From: Christophe Leroy <christophe.leroy@csgroup.eu>
To: Kefeng Wang <wangkefeng.wang@huawei.com>,
Dave Hansen <dave.hansen@intel.com>,
Jonathan Corbet <corbet@lwn.net>,
Andrew Morton <akpm@linux-foundation.org>,
"linuxppc-dev@lists.ozlabs.org" <linuxppc-dev@lists.ozlabs.org>,
"linux-doc@vger.kernel.org" <linux-doc@vger.kernel.org>,
"linux-kernel@vger.kernel.org" <linux-kernel@vger.kernel.org>,
"linux-mm@kvack.org" <linux-mm@kvack.org>,
"x86@kernel.org" <x86@kernel.org>,
"linux-arm-kernel@lists.infradead.org"
<linux-arm-kernel@lists.infradead.org>
Cc: Nicholas Piggin <npiggin@gmail.com>,
Catalin Marinas <catalin.marinas@arm.com>,
Will Deacon <will@kernel.org>,
Thomas Gleixner <tglx@linutronix.de>,
Ingo Molnar <mingo@redhat.com>, Borislav Petkov <bp@alien8.de>,
Dave Hansen <dave.hansen@linux.intel.com>,
"H. Peter Anvin" <hpa@zytor.com>,
Michael Ellerman <mpe@ellerman.id.au>,
Benjamin Herrenschmidt <benh@kernel.crashing.org>,
Paul Mackerras <paulus@samba.org>,
Matthew Wilcox <willy@infradead.org>
Subject: Re: [PATCH v2 3/3] x86: Support huge vmalloc mappings
Date: Sat, 15 Jan 2022 10:11:18 +0000 [thread overview]

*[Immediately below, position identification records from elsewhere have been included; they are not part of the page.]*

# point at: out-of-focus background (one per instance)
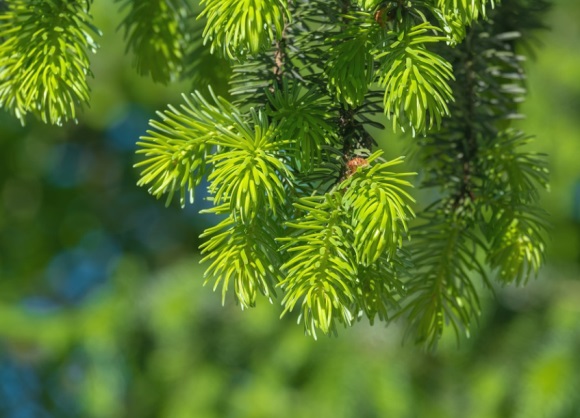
(103, 312)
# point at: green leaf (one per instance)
(245, 254)
(156, 33)
(249, 170)
(44, 63)
(237, 28)
(177, 149)
(415, 81)
(320, 272)
(376, 199)
(303, 117)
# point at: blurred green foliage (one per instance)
(103, 313)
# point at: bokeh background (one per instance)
(103, 313)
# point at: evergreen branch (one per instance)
(304, 118)
(349, 67)
(513, 175)
(379, 206)
(155, 31)
(177, 148)
(516, 243)
(320, 272)
(201, 67)
(466, 10)
(441, 290)
(415, 80)
(237, 28)
(245, 253)
(247, 172)
(380, 288)
(44, 61)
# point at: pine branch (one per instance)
(44, 63)
(157, 35)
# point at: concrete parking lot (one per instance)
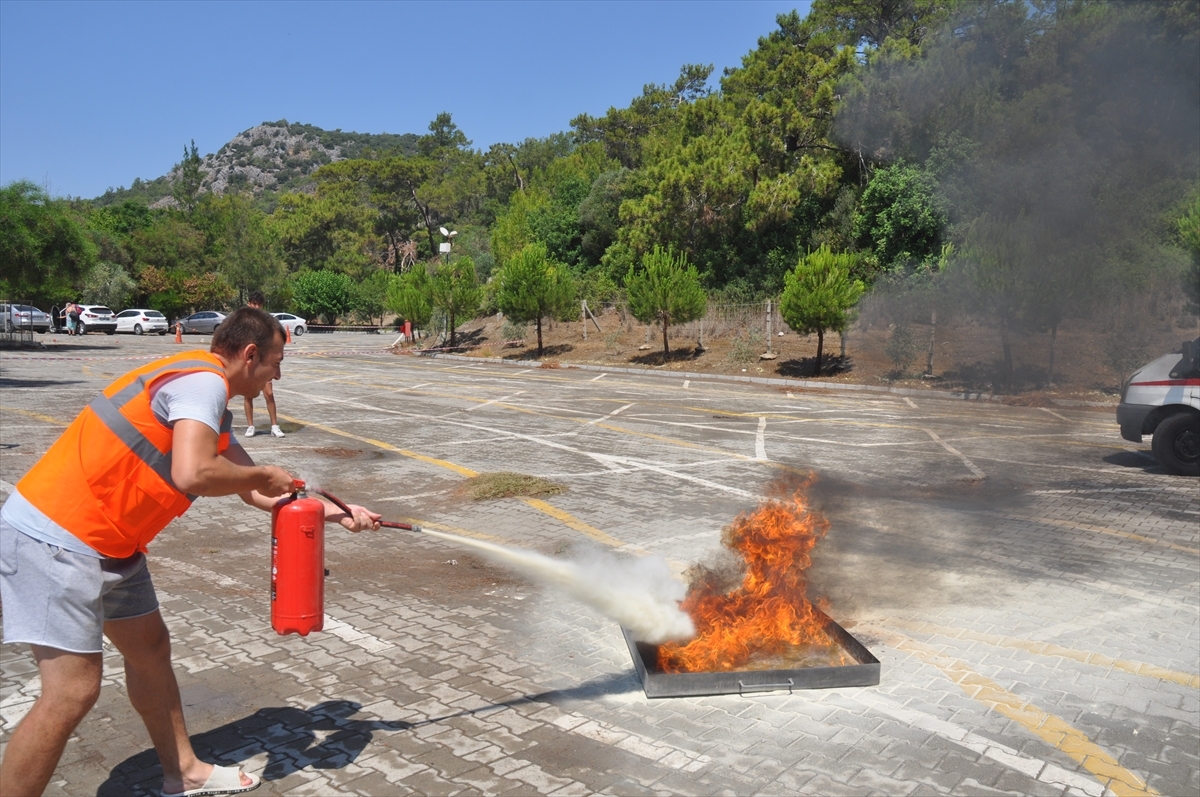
(1029, 580)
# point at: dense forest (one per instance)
(1029, 162)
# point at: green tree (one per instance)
(819, 295)
(408, 297)
(1189, 234)
(454, 289)
(900, 217)
(240, 245)
(532, 287)
(43, 247)
(665, 291)
(107, 283)
(995, 265)
(370, 297)
(323, 293)
(186, 186)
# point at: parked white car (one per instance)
(293, 323)
(141, 321)
(96, 318)
(17, 317)
(1163, 399)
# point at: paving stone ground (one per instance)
(1029, 580)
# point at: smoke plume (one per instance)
(639, 593)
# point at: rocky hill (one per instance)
(267, 160)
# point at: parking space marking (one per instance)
(1053, 730)
(1101, 529)
(971, 466)
(1002, 754)
(496, 401)
(27, 413)
(540, 505)
(1049, 648)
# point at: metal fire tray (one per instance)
(741, 682)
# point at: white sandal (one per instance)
(223, 780)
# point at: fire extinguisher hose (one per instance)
(387, 523)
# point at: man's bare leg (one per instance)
(70, 688)
(269, 395)
(154, 691)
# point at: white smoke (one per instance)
(639, 593)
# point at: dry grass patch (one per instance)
(509, 485)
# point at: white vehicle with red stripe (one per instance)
(1163, 399)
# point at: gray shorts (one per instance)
(61, 599)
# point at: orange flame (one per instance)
(769, 615)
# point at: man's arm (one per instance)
(199, 469)
(360, 520)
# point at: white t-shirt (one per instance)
(198, 395)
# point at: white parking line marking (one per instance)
(495, 401)
(971, 467)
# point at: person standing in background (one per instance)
(257, 300)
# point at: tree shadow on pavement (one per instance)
(289, 736)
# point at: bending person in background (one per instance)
(73, 537)
(256, 301)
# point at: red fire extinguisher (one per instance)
(298, 563)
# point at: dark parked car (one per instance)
(24, 317)
(96, 318)
(203, 322)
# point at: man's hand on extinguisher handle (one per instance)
(274, 481)
(359, 520)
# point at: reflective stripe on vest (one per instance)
(107, 479)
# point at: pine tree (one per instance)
(819, 294)
(408, 297)
(665, 292)
(533, 287)
(454, 289)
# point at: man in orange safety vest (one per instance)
(75, 532)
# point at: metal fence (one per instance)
(15, 329)
(756, 322)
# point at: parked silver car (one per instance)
(17, 317)
(204, 322)
(96, 318)
(141, 321)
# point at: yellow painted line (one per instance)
(388, 447)
(1115, 532)
(574, 522)
(1050, 729)
(1048, 648)
(540, 505)
(48, 419)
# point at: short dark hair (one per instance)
(245, 327)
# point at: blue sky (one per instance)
(95, 94)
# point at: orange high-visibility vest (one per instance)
(107, 479)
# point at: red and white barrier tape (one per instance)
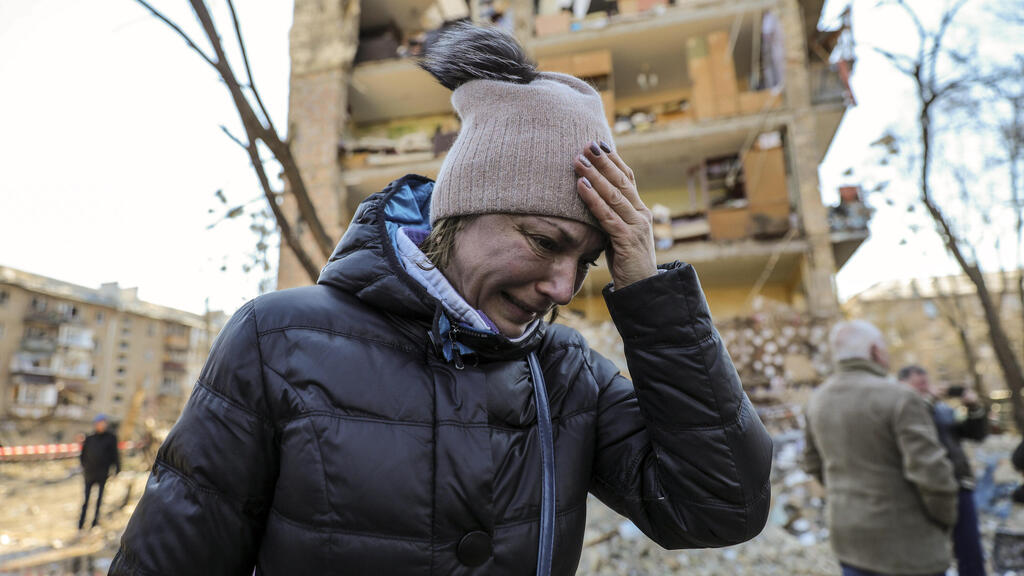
(48, 451)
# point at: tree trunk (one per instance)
(1000, 343)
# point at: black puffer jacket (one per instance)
(327, 435)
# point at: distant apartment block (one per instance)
(724, 109)
(68, 352)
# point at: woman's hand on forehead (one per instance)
(608, 188)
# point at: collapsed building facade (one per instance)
(723, 109)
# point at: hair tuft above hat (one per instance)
(462, 52)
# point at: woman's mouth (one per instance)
(524, 310)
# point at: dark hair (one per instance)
(462, 51)
(909, 370)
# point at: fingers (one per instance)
(612, 180)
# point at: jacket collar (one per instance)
(367, 264)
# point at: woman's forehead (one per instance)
(564, 230)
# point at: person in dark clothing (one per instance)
(99, 454)
(952, 430)
(414, 413)
(1017, 459)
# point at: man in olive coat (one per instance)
(871, 442)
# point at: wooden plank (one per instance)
(764, 176)
(723, 73)
(728, 223)
(702, 99)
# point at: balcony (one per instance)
(32, 364)
(39, 344)
(174, 367)
(826, 86)
(177, 341)
(46, 318)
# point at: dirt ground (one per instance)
(41, 502)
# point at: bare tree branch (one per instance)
(180, 32)
(256, 130)
(258, 127)
(249, 72)
(233, 137)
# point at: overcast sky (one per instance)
(112, 150)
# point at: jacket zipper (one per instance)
(456, 355)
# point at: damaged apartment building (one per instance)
(68, 352)
(724, 109)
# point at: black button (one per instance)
(474, 548)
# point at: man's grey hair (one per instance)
(854, 339)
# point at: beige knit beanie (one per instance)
(521, 129)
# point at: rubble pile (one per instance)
(777, 351)
(613, 546)
(775, 348)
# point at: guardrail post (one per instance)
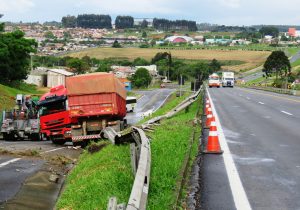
(112, 204)
(133, 155)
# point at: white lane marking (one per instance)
(238, 192)
(287, 113)
(8, 162)
(141, 97)
(162, 102)
(52, 150)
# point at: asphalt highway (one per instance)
(262, 131)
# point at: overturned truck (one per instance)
(97, 104)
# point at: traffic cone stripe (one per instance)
(213, 133)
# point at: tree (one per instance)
(1, 24)
(15, 56)
(269, 30)
(49, 35)
(116, 44)
(78, 66)
(94, 21)
(140, 62)
(144, 34)
(144, 24)
(69, 21)
(141, 78)
(123, 22)
(277, 63)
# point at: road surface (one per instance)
(25, 169)
(150, 101)
(262, 133)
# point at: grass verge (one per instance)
(108, 173)
(169, 146)
(97, 177)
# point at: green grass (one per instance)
(97, 177)
(296, 63)
(293, 50)
(171, 103)
(169, 145)
(108, 173)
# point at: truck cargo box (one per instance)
(99, 94)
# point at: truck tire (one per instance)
(8, 137)
(36, 137)
(58, 141)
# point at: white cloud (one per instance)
(18, 6)
(231, 3)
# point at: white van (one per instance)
(227, 79)
(130, 103)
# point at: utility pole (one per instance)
(180, 84)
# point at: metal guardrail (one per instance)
(141, 160)
(139, 193)
(276, 90)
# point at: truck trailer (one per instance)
(22, 121)
(97, 101)
(227, 79)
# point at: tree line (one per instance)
(122, 22)
(167, 25)
(14, 55)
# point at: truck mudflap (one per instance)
(108, 133)
(81, 138)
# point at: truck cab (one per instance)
(214, 81)
(227, 79)
(55, 118)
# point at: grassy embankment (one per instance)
(107, 173)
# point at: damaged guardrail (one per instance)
(141, 160)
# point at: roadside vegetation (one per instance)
(169, 146)
(107, 173)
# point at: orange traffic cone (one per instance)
(213, 144)
(209, 119)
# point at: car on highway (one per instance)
(214, 81)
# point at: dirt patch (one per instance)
(96, 147)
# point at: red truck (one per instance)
(55, 121)
(96, 101)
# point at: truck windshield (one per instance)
(51, 108)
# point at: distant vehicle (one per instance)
(227, 79)
(22, 121)
(214, 81)
(130, 103)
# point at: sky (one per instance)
(227, 12)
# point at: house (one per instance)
(123, 71)
(151, 68)
(57, 77)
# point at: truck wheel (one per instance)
(35, 137)
(8, 137)
(58, 141)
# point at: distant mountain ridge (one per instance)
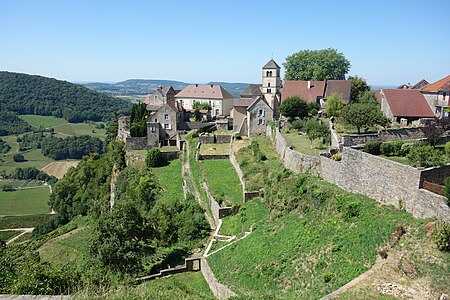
(132, 87)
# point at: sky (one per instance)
(388, 42)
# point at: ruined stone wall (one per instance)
(384, 136)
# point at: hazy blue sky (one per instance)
(387, 42)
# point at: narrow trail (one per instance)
(24, 230)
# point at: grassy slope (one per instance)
(303, 256)
(223, 179)
(169, 177)
(180, 286)
(26, 201)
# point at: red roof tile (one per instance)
(440, 85)
(204, 91)
(407, 103)
(300, 89)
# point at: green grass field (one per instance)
(186, 286)
(223, 181)
(7, 235)
(24, 202)
(169, 178)
(302, 144)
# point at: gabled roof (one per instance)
(300, 88)
(340, 87)
(271, 64)
(440, 85)
(407, 103)
(252, 91)
(204, 91)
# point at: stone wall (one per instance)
(136, 143)
(383, 136)
(223, 138)
(435, 175)
(381, 179)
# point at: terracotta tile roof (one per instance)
(244, 102)
(204, 91)
(300, 88)
(407, 103)
(271, 64)
(440, 85)
(340, 87)
(251, 91)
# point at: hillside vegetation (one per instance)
(38, 95)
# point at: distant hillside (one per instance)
(31, 94)
(133, 87)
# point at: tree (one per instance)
(334, 105)
(18, 157)
(316, 65)
(294, 107)
(363, 115)
(154, 158)
(359, 87)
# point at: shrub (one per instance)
(425, 156)
(441, 236)
(386, 149)
(373, 147)
(18, 157)
(447, 148)
(447, 189)
(154, 158)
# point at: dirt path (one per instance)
(25, 230)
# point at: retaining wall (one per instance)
(384, 180)
(219, 290)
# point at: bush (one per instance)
(155, 158)
(447, 148)
(18, 157)
(447, 189)
(386, 149)
(373, 147)
(441, 236)
(425, 156)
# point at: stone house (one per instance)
(218, 98)
(163, 124)
(159, 97)
(316, 91)
(250, 116)
(404, 105)
(437, 95)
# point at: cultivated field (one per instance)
(59, 168)
(26, 201)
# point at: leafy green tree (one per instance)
(316, 65)
(294, 107)
(364, 115)
(334, 105)
(425, 156)
(359, 87)
(154, 158)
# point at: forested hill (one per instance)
(31, 94)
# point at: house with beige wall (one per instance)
(218, 98)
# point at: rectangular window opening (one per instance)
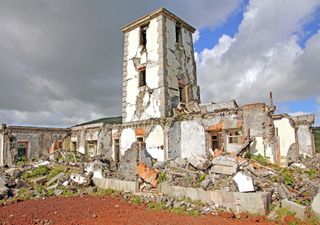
(117, 150)
(216, 140)
(178, 34)
(234, 137)
(142, 77)
(143, 35)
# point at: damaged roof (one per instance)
(108, 120)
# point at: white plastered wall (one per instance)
(151, 100)
(1, 149)
(286, 133)
(127, 137)
(155, 143)
(192, 138)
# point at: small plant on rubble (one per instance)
(287, 176)
(312, 173)
(136, 200)
(156, 206)
(24, 194)
(37, 172)
(162, 177)
(55, 171)
(202, 177)
(259, 158)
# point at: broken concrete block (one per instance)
(148, 174)
(55, 178)
(11, 171)
(299, 210)
(44, 163)
(315, 206)
(199, 162)
(21, 184)
(224, 165)
(244, 182)
(180, 162)
(3, 189)
(77, 178)
(205, 183)
(40, 180)
(95, 167)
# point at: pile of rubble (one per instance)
(63, 173)
(69, 173)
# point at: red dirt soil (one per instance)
(103, 210)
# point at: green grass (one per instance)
(156, 206)
(162, 177)
(37, 172)
(316, 132)
(55, 171)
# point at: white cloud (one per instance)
(263, 56)
(196, 36)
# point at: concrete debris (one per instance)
(244, 182)
(95, 167)
(40, 180)
(299, 210)
(315, 206)
(148, 174)
(224, 165)
(79, 179)
(181, 162)
(205, 183)
(55, 179)
(199, 162)
(3, 189)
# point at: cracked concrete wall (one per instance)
(38, 140)
(127, 137)
(165, 62)
(287, 140)
(180, 65)
(305, 140)
(99, 133)
(1, 149)
(142, 103)
(174, 140)
(155, 143)
(193, 140)
(257, 118)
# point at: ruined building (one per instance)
(161, 109)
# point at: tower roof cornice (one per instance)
(162, 11)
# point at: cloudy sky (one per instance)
(60, 60)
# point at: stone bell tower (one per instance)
(159, 70)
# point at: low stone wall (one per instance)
(254, 202)
(119, 185)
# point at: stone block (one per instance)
(148, 174)
(244, 182)
(224, 165)
(54, 179)
(315, 206)
(199, 162)
(299, 210)
(40, 180)
(180, 162)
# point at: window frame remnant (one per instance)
(92, 144)
(23, 156)
(117, 150)
(142, 77)
(178, 32)
(143, 35)
(217, 142)
(234, 136)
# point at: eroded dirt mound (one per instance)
(101, 210)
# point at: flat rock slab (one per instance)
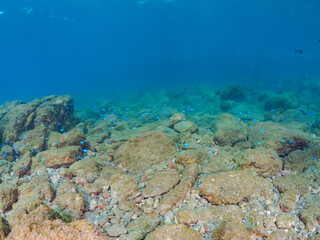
(179, 193)
(278, 137)
(174, 232)
(123, 187)
(61, 157)
(234, 186)
(141, 152)
(161, 182)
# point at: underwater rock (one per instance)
(116, 230)
(229, 130)
(144, 151)
(123, 187)
(72, 204)
(191, 156)
(220, 213)
(285, 101)
(222, 161)
(186, 216)
(178, 194)
(54, 112)
(86, 168)
(186, 126)
(55, 229)
(72, 138)
(22, 166)
(262, 161)
(4, 228)
(288, 200)
(234, 186)
(278, 137)
(176, 118)
(235, 93)
(231, 230)
(144, 224)
(32, 141)
(174, 232)
(310, 215)
(161, 182)
(61, 157)
(292, 182)
(298, 161)
(8, 195)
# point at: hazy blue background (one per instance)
(92, 47)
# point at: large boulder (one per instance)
(229, 130)
(278, 137)
(234, 186)
(144, 151)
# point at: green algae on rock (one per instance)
(174, 232)
(144, 151)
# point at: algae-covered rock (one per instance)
(297, 183)
(174, 232)
(288, 200)
(72, 204)
(186, 126)
(8, 195)
(264, 162)
(176, 118)
(220, 213)
(298, 160)
(310, 215)
(145, 223)
(229, 130)
(85, 168)
(54, 112)
(231, 230)
(278, 137)
(56, 229)
(144, 151)
(234, 186)
(178, 194)
(186, 216)
(22, 166)
(61, 157)
(123, 187)
(4, 228)
(191, 156)
(161, 182)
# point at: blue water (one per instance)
(103, 47)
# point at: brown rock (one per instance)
(161, 182)
(8, 195)
(264, 162)
(85, 168)
(144, 151)
(123, 187)
(220, 213)
(293, 182)
(187, 216)
(278, 137)
(60, 157)
(174, 232)
(234, 186)
(72, 204)
(229, 130)
(231, 231)
(178, 194)
(191, 156)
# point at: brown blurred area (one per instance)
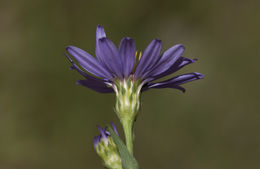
(47, 121)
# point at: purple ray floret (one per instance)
(112, 64)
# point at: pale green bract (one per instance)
(127, 106)
(108, 152)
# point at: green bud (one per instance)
(107, 150)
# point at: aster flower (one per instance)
(107, 149)
(128, 73)
(112, 65)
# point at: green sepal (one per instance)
(128, 160)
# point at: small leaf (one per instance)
(128, 160)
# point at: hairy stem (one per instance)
(128, 130)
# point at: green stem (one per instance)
(128, 130)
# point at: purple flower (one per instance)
(112, 64)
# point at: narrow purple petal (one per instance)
(168, 58)
(127, 51)
(103, 134)
(100, 33)
(88, 62)
(114, 127)
(176, 81)
(180, 63)
(110, 57)
(150, 56)
(95, 85)
(96, 140)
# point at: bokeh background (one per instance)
(48, 122)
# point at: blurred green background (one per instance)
(48, 122)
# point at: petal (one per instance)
(114, 127)
(96, 86)
(96, 140)
(168, 58)
(100, 33)
(176, 81)
(103, 134)
(89, 63)
(149, 58)
(127, 51)
(180, 63)
(110, 57)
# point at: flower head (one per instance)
(107, 149)
(113, 65)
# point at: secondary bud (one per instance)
(107, 149)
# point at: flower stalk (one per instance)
(127, 106)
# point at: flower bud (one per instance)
(107, 149)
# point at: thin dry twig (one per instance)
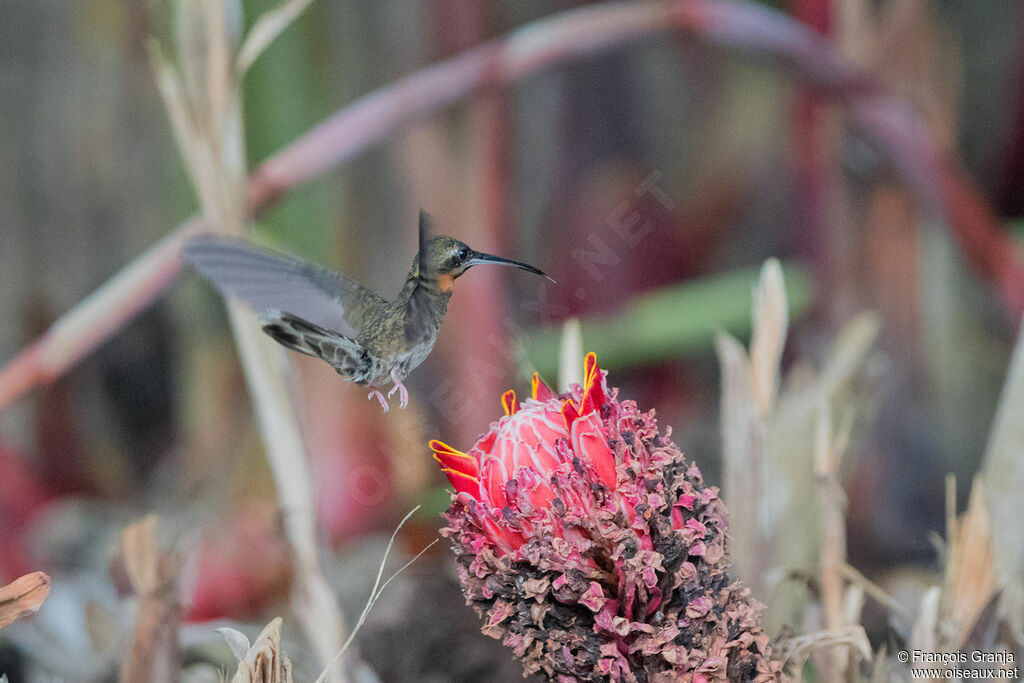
(377, 590)
(797, 650)
(23, 596)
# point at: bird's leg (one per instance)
(399, 387)
(376, 393)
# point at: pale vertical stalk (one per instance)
(204, 97)
(312, 600)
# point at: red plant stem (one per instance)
(567, 36)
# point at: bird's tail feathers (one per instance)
(344, 353)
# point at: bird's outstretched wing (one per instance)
(267, 281)
(419, 314)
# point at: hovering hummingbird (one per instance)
(323, 313)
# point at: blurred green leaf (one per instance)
(671, 322)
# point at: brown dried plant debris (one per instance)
(263, 662)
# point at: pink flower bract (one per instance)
(593, 550)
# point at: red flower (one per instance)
(591, 547)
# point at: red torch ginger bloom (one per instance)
(591, 547)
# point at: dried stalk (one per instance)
(205, 102)
(567, 36)
(23, 596)
(154, 574)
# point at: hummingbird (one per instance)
(323, 313)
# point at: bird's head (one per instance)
(450, 258)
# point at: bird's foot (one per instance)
(400, 388)
(375, 393)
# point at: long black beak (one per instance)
(479, 257)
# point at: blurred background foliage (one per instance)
(649, 181)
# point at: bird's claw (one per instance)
(375, 393)
(400, 388)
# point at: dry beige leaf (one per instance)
(971, 580)
(742, 461)
(267, 27)
(23, 596)
(265, 663)
(771, 319)
(154, 652)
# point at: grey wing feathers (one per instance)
(343, 353)
(274, 282)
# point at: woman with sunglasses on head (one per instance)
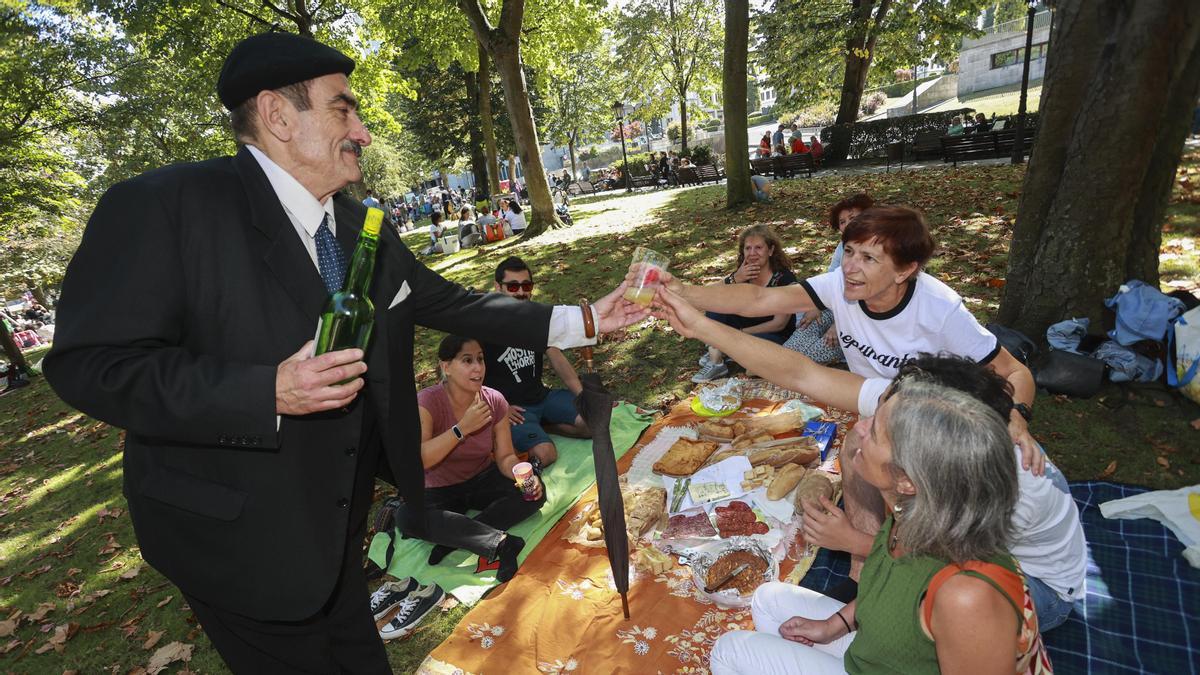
(468, 457)
(761, 262)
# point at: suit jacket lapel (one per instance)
(285, 255)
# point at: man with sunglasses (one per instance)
(516, 372)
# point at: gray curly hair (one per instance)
(958, 453)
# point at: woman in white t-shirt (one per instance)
(514, 216)
(885, 308)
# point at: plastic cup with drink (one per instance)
(649, 266)
(527, 481)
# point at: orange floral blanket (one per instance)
(562, 613)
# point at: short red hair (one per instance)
(899, 230)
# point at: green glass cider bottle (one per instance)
(349, 315)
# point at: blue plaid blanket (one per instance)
(1143, 604)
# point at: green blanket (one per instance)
(565, 481)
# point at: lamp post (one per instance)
(1019, 142)
(618, 109)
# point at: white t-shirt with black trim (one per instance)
(930, 318)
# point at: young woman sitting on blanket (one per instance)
(761, 262)
(815, 335)
(939, 592)
(467, 451)
(1047, 535)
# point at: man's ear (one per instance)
(276, 115)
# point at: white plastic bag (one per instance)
(1177, 509)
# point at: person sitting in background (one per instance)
(939, 593)
(514, 216)
(816, 149)
(797, 141)
(815, 335)
(436, 232)
(762, 262)
(467, 452)
(517, 374)
(469, 232)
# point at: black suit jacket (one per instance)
(190, 287)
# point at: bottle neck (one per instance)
(358, 279)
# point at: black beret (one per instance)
(271, 60)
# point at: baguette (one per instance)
(785, 481)
(813, 487)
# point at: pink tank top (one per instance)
(473, 453)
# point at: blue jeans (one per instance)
(558, 407)
(1051, 608)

Message-ID: <21d6fc65-d9d1-66bb-9bea-a4bad78c7aac@csgroup.eu> (raw)
In-Reply-To: <3858de1f-cdbc-ff52-2890-4254d0f48b0a@huawei.com>
Le 28/12/2021 à 11:26, Kefeng Wang a écrit :
>
> On 2021/12/27 23:56, Dave Hansen wrote:
>> On 12/27/21 6:59 AM, Kefeng Wang wrote:
>>> This patch select HAVE_ARCH_HUGE_VMALLOC to let X86_64 and X86_PAE
>>> support huge vmalloc mappings.
>> In general, this seems interesting and the diff is simple. But, I don't
>> see _any_ x86-specific data. I think the bare minimum here would be a
>> few kernel compiles and some 'perf stat' data for some TLB events.
>
> When the feature supported on ppc,
>
> commit 8abddd968a303db75e4debe77a3df484164f1f33
> Author: Nicholas Piggin <npiggin@gmail.com>
> Date: Mon May 3 19:17:55 2021 +1000
>
> powerpc/64s/radix: Enable huge vmalloc mappings
>
> This reduces TLB misses by nearly 30x on a `git diff` workload on a
> 2-node POWER9 (59,800 -> 2,100) and reduces CPU cycles by 0.54%, due
> to vfs hashes being allocated with 2MB pages.
>
> But the data could be different on different machine/arch.
>
>>> diff --git a/arch/x86/kernel/module.c b/arch/x86/kernel/module.c
>>> index 95fa745e310a..6bf5cb7d876a 100644
>>> --- a/arch/x86/kernel/module.c
>>> +++ b/arch/x86/kernel/module.c
>>> @@ -75,8 +75,8 @@ void *module_alloc(unsigned long size)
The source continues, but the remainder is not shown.